# Unique Very Narrow N Scale Train Layout for ATHEARN Old Time NScale Steam Engines Pic



## Sandman007 (Aug 15, 2010)

Howdy I finished a very unique narrow N Scale layout for the Athearn Steam Engines 2-6-0s and 2-8-0s, this layout is using Tomix sharp radius 140mm and 177mm which is a 11 1/2 and 14 1/2 circle. This took allot of time and research. More detail, pics and video at website below if interested. 




















http://home.pacbell.net/lonny007/BandLTrainLayouts.html


----------



## tjcruiser (Jan 10, 2010)

Sandman,

Beautiful ... really beautiful. Very clever to incorporate the layout into a piece of furniture. But I'm a bit confused ... that's TWO different layouts you're showing there, right? Similar but different?

Thanks for sharing,

TJ


----------



## Matt LeBlanc (May 3, 2010)

Maybe the other side?


----------



## tooter (Feb 26, 2010)

Hi sandman, 

That's a real nice decorative layout... 
Reminds me a little of the Marklin ready made layouts. That double 8 loopback is an interesting design because the trains go in two directions instead of just round and round. 
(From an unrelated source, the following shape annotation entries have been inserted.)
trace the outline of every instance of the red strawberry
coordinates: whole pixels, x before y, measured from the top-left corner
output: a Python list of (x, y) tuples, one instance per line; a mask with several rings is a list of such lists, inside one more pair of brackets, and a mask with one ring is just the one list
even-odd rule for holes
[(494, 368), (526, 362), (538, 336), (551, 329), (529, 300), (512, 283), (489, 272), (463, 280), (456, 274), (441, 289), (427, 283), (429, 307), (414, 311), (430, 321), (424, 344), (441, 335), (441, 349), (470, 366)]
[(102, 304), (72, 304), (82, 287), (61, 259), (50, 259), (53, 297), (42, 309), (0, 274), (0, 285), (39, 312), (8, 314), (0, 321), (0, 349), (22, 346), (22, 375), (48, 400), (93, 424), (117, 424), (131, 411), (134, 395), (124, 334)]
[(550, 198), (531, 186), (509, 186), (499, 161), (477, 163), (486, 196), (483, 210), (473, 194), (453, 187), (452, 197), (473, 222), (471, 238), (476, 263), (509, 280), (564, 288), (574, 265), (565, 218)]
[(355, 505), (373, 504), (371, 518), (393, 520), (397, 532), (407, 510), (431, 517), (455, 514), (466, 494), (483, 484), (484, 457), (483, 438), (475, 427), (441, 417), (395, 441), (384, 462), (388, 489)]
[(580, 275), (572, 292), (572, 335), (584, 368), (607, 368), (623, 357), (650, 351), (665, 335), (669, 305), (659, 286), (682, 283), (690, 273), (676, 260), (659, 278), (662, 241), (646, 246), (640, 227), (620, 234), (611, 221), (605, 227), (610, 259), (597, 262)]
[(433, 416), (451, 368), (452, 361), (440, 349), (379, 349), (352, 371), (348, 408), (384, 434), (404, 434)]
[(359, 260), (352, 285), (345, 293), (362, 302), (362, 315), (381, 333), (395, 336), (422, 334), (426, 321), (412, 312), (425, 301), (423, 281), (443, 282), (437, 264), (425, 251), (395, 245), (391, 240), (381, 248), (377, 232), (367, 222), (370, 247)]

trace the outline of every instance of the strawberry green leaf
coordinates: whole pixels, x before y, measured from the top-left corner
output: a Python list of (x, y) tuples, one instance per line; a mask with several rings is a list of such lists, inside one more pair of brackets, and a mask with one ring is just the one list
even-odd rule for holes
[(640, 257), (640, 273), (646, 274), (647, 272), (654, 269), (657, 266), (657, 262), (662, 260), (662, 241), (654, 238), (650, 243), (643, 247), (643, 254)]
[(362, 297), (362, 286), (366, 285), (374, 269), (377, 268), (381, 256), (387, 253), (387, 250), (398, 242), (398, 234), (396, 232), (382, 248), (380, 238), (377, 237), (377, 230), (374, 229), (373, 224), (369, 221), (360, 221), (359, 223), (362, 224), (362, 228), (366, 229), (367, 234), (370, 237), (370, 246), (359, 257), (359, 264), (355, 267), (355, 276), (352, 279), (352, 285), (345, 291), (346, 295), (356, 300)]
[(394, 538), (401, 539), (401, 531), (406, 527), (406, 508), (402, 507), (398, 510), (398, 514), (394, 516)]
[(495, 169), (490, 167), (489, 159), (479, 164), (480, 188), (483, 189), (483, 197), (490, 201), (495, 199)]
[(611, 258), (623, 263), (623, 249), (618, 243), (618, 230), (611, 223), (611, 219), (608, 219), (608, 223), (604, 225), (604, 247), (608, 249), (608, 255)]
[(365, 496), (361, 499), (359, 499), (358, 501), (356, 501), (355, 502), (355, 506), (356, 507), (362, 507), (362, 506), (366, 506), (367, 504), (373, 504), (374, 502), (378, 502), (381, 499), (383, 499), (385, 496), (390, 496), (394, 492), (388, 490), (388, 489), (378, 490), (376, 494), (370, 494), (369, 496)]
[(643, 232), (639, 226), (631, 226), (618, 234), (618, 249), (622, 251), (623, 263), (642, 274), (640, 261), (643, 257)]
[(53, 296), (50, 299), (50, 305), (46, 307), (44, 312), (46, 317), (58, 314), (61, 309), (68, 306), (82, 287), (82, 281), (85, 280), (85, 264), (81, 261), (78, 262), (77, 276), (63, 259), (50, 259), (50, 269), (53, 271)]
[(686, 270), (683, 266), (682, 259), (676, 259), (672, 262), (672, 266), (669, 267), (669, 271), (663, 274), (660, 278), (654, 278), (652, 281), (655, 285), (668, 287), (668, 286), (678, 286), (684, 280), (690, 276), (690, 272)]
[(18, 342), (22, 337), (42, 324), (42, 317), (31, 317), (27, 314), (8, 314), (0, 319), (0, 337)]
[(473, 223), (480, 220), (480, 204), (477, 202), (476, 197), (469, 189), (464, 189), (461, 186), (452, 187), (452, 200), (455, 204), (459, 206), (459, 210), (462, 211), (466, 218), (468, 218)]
Hey... you know sandman? Since there are no buildings and if the tunnel holes are big enough, you might be able to run narrow gauge HOn3 trains on there, too! They'd be *perfect* for those tight curved hilly mountain tracks! 

Hope your sale goes well. 

Take Care,

Greg


----------



## Sandman007 (Aug 15, 2010)

Howdy thanks for the compliments, yes thats 2 different layouts, both complete, I may grass the one with wood trestle like the greener one. Buildings and structures are in the works, those little guys take some time to build and paint.
Ya I thought it was definitely a unique layout, makes it nice for in the house for someone that didnt have a whole lot of room. I will search the Marklin ready made layouts, and HOn3. Thanks for feedback!


----------